2007年09月09日 | 小説レビュー
ここ数ヶ月、なかなか心の余裕ができず、立て込んでいたので、小説を全く読めてなかったんだけど、その中から何とか気力と時間を捻出して、小説を読むようにしていた。

それで、先月のお盆休みを利用して「真夜中の五分前」を読破したあとは、「野生時代9月号」の短編を一つずつ読んでいった。

金原ひとみの最新短編「Hawaii de Alaha」は、ハワイ取材を経てかかれたもので、恋人同士のハワイ旅行の日常が描かれてるんだけど、楽しい旅行が終わる間際になり、主人公に激しい憂鬱が襲う描写はさすが。

誰もが一度は実感したことがある感覚――例えば、三泊四日の旅行であれば、旅行一日目は果てしなく楽しく、二日目は現実を忘れてバカンス、そして、帰る前日は、どこか寂しさを感じ、帰り支度をするときに「帰りたくない」という激しい憂鬱に襲われる。

読んでる側が、それをまじまじと体験させられる。

(明日からまた仕事や~とブルーマンデーを感じている今の自分とリンクするから余計だけどね)

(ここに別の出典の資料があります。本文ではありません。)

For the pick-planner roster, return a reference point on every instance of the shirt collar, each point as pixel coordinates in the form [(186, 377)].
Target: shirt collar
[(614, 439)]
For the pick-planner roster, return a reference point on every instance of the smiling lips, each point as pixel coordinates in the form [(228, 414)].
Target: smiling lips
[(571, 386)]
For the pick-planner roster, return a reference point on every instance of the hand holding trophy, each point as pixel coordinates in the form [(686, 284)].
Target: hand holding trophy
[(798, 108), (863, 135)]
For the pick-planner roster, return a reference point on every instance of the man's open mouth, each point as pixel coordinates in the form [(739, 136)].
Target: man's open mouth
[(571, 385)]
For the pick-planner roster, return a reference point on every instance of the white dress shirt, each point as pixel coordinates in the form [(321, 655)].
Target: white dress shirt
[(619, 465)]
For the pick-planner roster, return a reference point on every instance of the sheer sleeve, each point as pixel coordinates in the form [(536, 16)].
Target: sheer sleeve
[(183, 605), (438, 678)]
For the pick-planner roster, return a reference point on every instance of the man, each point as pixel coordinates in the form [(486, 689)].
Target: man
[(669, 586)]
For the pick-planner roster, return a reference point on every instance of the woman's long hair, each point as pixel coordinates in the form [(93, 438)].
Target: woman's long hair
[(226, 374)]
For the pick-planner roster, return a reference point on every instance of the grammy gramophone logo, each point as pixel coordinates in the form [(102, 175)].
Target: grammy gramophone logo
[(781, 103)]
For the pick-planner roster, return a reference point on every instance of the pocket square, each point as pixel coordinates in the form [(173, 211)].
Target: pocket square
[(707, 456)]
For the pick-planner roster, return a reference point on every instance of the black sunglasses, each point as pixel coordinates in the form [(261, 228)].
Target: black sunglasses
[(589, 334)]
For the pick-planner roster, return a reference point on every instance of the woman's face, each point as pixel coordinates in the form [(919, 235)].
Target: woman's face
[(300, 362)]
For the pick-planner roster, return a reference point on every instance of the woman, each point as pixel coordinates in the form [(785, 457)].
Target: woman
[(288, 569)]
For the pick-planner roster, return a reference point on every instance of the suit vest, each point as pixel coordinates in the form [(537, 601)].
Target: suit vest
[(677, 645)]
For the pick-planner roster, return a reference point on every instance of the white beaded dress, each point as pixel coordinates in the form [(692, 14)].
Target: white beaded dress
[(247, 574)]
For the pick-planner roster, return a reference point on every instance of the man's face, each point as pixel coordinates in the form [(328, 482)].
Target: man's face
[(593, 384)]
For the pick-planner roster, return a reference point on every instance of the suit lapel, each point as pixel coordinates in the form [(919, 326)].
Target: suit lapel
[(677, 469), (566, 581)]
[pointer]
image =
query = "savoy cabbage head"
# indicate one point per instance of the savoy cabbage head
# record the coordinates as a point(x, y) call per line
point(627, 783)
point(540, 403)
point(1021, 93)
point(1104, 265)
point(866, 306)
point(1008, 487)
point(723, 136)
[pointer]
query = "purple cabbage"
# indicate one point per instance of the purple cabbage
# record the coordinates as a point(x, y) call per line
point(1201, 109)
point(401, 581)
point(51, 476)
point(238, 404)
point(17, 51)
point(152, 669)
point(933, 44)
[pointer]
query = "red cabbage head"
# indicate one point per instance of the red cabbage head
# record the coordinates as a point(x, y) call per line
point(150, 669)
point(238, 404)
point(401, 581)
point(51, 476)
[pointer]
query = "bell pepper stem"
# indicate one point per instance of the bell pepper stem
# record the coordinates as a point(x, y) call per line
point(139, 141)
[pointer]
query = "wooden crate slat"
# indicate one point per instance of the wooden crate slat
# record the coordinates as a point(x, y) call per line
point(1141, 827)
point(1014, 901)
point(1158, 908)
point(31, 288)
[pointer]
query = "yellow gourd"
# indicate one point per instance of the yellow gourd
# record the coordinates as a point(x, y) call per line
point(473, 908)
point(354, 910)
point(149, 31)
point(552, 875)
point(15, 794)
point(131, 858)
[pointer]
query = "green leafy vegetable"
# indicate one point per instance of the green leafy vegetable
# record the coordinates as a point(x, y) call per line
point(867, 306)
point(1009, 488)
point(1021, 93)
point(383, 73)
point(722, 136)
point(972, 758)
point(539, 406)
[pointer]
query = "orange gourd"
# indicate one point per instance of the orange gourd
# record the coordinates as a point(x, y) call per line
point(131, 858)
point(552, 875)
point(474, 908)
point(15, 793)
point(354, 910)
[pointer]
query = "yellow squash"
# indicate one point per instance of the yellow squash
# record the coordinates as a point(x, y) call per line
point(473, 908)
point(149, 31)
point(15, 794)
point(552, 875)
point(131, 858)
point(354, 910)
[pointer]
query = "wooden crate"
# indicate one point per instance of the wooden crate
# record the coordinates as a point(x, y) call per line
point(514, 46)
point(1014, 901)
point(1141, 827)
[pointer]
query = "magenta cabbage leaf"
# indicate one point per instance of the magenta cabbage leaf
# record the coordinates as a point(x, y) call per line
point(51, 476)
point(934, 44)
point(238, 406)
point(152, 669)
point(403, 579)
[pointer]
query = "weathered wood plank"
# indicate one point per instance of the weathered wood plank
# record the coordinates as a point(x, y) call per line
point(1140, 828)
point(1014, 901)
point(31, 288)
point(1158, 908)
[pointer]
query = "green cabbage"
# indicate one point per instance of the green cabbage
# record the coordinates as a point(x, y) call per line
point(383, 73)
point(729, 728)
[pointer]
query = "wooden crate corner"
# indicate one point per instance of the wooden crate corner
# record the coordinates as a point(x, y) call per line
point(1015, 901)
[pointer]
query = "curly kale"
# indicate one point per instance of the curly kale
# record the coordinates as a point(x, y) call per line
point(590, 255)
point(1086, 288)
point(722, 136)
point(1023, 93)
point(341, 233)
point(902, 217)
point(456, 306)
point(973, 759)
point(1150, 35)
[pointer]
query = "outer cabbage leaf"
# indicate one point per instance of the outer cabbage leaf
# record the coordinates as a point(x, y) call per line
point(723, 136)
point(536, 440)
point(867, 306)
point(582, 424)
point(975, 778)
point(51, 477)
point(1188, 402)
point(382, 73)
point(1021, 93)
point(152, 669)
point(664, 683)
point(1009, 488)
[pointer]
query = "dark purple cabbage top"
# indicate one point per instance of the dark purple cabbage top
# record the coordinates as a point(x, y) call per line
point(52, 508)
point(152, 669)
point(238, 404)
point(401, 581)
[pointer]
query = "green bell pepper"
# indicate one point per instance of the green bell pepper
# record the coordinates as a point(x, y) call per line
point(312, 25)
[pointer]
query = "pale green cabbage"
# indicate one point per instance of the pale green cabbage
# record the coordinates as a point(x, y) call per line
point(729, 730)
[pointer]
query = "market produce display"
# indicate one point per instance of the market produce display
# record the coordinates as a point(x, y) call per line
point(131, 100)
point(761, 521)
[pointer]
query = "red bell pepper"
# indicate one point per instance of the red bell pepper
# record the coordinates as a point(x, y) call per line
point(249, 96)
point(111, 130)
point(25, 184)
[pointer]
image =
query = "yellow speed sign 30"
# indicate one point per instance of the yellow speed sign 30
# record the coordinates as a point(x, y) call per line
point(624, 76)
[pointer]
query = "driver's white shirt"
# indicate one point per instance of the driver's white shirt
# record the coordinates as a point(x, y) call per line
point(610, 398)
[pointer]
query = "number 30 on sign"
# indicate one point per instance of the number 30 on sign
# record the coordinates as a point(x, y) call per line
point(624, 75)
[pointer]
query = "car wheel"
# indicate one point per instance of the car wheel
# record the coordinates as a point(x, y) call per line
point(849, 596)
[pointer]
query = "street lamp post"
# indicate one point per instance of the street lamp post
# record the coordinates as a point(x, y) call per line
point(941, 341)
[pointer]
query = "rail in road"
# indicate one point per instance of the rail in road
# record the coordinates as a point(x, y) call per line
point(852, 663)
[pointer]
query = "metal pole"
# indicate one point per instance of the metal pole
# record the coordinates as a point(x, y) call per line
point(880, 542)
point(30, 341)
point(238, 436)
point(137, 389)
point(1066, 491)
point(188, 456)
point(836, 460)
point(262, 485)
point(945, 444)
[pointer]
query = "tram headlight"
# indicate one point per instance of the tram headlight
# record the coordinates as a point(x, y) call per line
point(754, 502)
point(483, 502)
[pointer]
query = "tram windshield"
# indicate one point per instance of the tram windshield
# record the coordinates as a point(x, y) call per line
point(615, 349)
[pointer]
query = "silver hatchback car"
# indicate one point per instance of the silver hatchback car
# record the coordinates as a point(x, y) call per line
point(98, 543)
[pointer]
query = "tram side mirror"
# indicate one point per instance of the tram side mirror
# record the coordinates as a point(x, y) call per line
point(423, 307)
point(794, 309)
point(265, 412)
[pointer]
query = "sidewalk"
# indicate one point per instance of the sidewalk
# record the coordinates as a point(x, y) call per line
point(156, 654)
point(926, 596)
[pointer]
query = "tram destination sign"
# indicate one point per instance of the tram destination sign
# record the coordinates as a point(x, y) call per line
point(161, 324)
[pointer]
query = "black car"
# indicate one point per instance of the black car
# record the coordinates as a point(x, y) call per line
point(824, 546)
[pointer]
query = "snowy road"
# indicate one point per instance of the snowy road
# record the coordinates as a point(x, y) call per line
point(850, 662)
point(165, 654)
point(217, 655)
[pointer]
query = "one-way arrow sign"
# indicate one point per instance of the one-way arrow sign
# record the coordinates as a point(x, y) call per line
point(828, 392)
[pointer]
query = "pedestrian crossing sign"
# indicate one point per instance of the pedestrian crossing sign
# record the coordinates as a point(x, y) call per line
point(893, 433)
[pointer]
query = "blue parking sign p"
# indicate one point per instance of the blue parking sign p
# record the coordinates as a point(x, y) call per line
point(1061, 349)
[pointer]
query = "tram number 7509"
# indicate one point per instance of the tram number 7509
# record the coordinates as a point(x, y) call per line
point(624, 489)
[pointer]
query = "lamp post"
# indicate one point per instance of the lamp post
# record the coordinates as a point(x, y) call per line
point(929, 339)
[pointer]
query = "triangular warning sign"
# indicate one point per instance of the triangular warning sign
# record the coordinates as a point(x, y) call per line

ラストスパートで、主人公の悲観的妄想が襲うあたりは、金原ワールドで、終わり方がすごく自然にフェードアウトする感じで、すごくいい。

彼女的には、短編をあと数本書いて次は短編集を出すらしい。

「ミンク」「星へ落ちる」「夢王」「Hawaii de Aloha」、新作が入れば、もう、ここ一年くらいの彼女の集大成になるんちゃうかなぁ。


伊藤たかみさんの小説は、過去に何作か短編を読んだけど、ポップですごく読みやすい。料理で例えると、濃くもなく、かといって味気ないわけでもない。安っぽい味ではなくて、あっさり味というイメージ。

ただ、伊藤さんの短編を読んで、共通して思うのは、「短編で終わらすのはもったいない」ということ。

「野生時代」に収録されている「不機嫌な虫」は、お父さんがどんどんエロくなって、痴漢とかしまくっているという設定があるんだけど、そこで「やられた!」と思った。だけど、それが後々もっと面白くできるのにしないまま終わっていくので、残念。

兄妹同士で「これからますます親父がエロくなるようなら、介護ヘルパーとか施設入れるのを考えないと・・・」って真剣に話し合ってるシーン、すごい面白いのに。


まだまだ買って読んでいないストックがあるから、一冊ずつ片付けていかないと。

でもやっぱ、小説って面白いね。

つまらない現実から少しだけど乖離できる。